In May, the White House NSC Twitter account quoted Robert O’Brien, Trump’s national security adviser, as saying Trump would send St. Kitts the ventilators “as a sign of appreciation of our key partnership.”

The U.S. is also donating 200 ventilators to NATO, made up largely of relatively wealthy European countries, the document states. Asked about the donation, a NATO spokesman said the alliance is setting up a “stockpile of medical equipment” to prepare for a possible second wave of COVID-19.

Public health experts questioned whether several of the countries receiving ventilators would have the supplies and expertise needed to safely use them. To be put on a ventilator, patients must first be sedated so a respiratory therapist or other clinician can insert a breathing tube. Health care workers must know how much oxygen and pressure to deliver to avoid lung damage. Throughout a patient’s days or weeks on a ventilator, specialists must monitor blood pressure, oxygen levels, kidney functions, caloric intake via feeding tubes and neurological symptoms, said Daniel Rowley, president-elect of the International Council for Respiratory Care and a critical care respiratory therapist.

Hospitals should also have basic disposable items like the corrugated tubes that deliver oxygen to patients, known as circuits, and access to quality drugs like opiates, antibiotics and neuromuscular blockers.

Jhunjhunwala said USAID’s ventilator donations include warranties, accessories and “limited amounts of consumables.”

“I’m very concerned (about the USAID donations) because we know internationally in general people are undertrained in mechanical ventilation, which then puts people in harm’s way,” Rowley said.

A paper by Inglis and her colleagues published last year stated that mortality rates for ventilated patients in low- and middle-income countries are much higher than in high-income countries, and ventilated patients in poorer countries are at greater risk of complications.

Another common problem is equipment breakdown. O’Connor, the Vyaire spokesman, said the company could repair its donated ventilators if they are shipped back to its facility in Palm Springs, California. A congressional aide said USAID officials did not answer questions about funding for equipment maintenance.

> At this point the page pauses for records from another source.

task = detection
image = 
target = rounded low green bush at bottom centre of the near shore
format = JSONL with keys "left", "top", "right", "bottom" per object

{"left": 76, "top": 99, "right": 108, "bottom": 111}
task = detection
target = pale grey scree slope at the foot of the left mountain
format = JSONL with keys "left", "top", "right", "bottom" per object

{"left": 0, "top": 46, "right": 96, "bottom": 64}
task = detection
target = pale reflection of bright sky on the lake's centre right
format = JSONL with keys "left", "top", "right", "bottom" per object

Jhunjhunwala said the agency is “negotiating service contracts for the donated ventilators if a host government wishes us to do so.” It is unclear if USAID would cover those costs. The State Department said last month that the U.S. ventilator donation to El Salvador included “one year of training on their correct use and maintenance.”

Inglis said there may be a handful of places, such as South Africa and Brazil, that have adequate staff and supplies and are genuinely stymied by a shortage of ventilators in the midst of the pandemic. USAID plans to donate 1,000 ventilators each to the two countries, according to the document.

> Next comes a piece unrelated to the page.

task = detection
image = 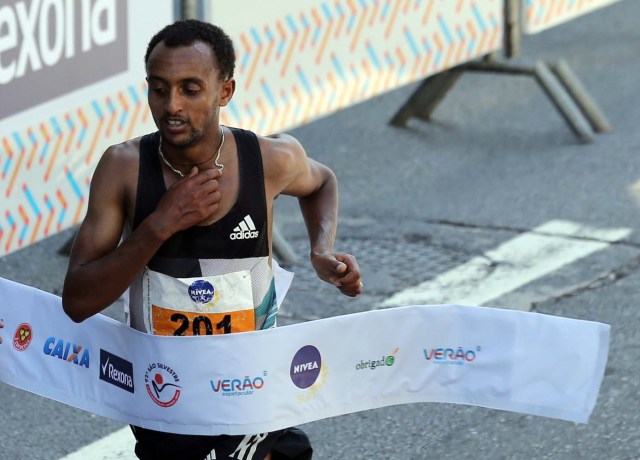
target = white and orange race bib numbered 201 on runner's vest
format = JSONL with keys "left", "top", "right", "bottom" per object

Ten ventilators each are headed to Nauru and Kiribati, tiny Pacific island nations with no reported coronavirus cases. Officials from both countries did not respond to requests for comment. The WHO said in a 2017 report that Kiribati has “significant gaps in health services delivery” including “deteriorating health facilities with limited bed capacity and frequent shortages of medical equipment and drug supplies.”

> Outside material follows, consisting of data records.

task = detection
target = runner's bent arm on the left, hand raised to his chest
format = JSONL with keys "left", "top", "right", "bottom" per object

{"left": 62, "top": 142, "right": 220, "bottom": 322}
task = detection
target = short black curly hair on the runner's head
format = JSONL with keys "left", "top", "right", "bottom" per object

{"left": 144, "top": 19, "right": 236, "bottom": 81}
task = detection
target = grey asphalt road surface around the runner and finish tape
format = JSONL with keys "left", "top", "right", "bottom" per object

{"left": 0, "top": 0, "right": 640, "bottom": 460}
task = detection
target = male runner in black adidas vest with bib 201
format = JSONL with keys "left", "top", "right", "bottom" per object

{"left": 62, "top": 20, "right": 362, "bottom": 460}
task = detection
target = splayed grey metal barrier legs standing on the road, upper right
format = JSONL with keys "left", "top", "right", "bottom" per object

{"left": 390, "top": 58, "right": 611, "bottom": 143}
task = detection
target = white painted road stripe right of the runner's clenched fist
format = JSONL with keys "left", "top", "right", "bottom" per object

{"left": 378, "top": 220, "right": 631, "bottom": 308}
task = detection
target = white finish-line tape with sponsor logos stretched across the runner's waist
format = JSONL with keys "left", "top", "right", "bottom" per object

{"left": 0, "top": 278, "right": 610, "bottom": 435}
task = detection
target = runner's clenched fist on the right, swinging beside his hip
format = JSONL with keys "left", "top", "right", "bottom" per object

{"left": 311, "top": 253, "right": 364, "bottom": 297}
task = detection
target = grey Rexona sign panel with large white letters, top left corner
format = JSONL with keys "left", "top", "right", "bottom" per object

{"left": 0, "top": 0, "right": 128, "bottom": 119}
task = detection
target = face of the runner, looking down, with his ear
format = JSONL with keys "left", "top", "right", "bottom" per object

Nauru, with a population of around 13,000, has an “extremely limited” intensive care capability and “would not be able to ventilate more than two people at a time,” said Nick Martin, a doctor who worked there in 2016 and 2017.

Afghanistan is set to receive 100 ventilators. The country has a shortage of health care workers, though it could find personnel to operate more ventilators if they were donated, said Dr. Masood Nasim, deputy medical coordinator for Doctors Without Borders in Afghanistan. Still, the country’s hospitals face dire drug shortages, with patients and their families often forced to purchase high-priced medicines on the private market, he said.

Sullivan, of the Conflict and Health Research Group at King’s College London, said he doubts Afghanistan could effectively use 100 new ventilators.

The vast majority of Afghanistan’s hospitals don’t have “the medicines, they’ve not got the ancillary kits, they’ve not got the technical capacity or capability to utilize” ventilators, he said.